There is the broader question of where Afro-Asiatic languages come from. The diversity of languages in Ethiopia have suggested to some that one should look in Africa. I think that Ethiopia’s diversity is like that of the Caucasus: an artifact of rugged mountainous terrain. Rather, the existence of a very distinct Egyptian language 5,000 years ago quite different from contemporaneous Semitic Akkadian, suggests that the roots of this language family are quite old. I suspect that Semitic was intrusive to Ethiopia from Yemen, and that Cushitic became dominant in the period after the Mota individual flourished, and probably arrived from the north. Both the affinities with Levant populations and Yemenis make sense in this light. Much stronger genome-wide affinities with Yemenis could be because of the Ethiopian admixture into Yemen at some basal level quite early in history.

Update: The always well informed “Lank” leaves this comment:

Several problems with this.

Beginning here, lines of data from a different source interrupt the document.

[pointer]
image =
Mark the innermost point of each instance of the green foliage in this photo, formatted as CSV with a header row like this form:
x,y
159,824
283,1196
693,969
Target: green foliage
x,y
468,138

The Somali model you are referring to models them as a mixture of the 3100 ybp Tanzanian pastoralist, modern Sudanese Dinka, and Iranian farmers. This is unrealistic for several reasons, which could explain the strange 15% Iran-related ancestry that would imply very significant Semitic ancestry in Somalis, since early Semites themselves were mostly not of Iran-related ancestry as far as we know.

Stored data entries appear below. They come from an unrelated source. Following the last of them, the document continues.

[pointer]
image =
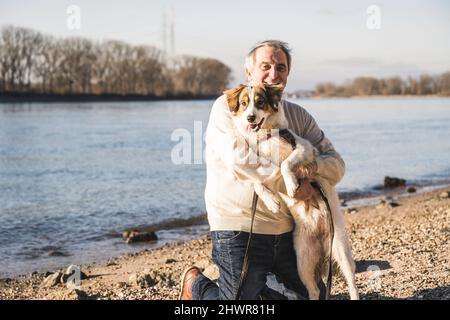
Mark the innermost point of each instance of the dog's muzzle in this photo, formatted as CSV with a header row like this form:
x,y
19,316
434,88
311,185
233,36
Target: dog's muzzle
x,y
255,126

Analyses of the 3100 YBP Tanzanian pastoralist’s raw data, e.g. using David’s G25, reveal her to be very similar to Somalis. She can actually be modeled as ~90% Somali, with admixture related to East/South African hunter-gatherers. This is plausible as hunter-gatherers were the natives of the Rift Valley, and mixed with the proto-South Cushites of the Savannah Pastoralist culture represented by this sample. We see this in modern South Cushitic Tanzanian Iraqw (and ‘Nilo-Hamites’ like the Datog, of mostly Cushitic ancestry and cultural affinity) as well, who have very significant mtDNA related to the native hunter-gatherers of the Rift Valley. Much more than the currently more numerous Bantus, who have arrived more recently, South Cushites have mixed with hunter-gatherers. So using admixed early South Cushites like the Tanzanian to model Somalis, who despite being a modern population are actually fairly similar to pre-proto-South Cushites, may be what results in the strange model. Other analyses show that Iran/CHG-related ancestry in Somalis, if present, is very low. The raw data is out there if you want to try the models yourself.

Mota is a highly interesting sample, but not relevant for dating the admixture in early Cushites. He was found in remote southwestern Ethiopia, not really a stronghold of Cushites even today. The African component in Somalis (and most of the SSA in Cushitic/Semitic Ethiopians) is more closely related to the Sudanese, not the Omotic-speaking groups, who we now know tend to have high levels of ancestry related to Mota (other than Omotic groups like the Wolayta living closer to Cushitic/Semitic groups).

The recent 3 kya admixture model for the majority of the Eurasian admixture in Cushitic/Semitic populations does not hold up to scrutiny. The predominant overall ancestry as well as Eurasian admixture levels of the Tanzanian 3100 YBP sample is actually very similar to Somalis, with some local admixture. Finding this sample resembling modern Cushites all the way in Tanzania supports that its admixture traces back to the very earliest Cushites, who are certainly older than 3000 years.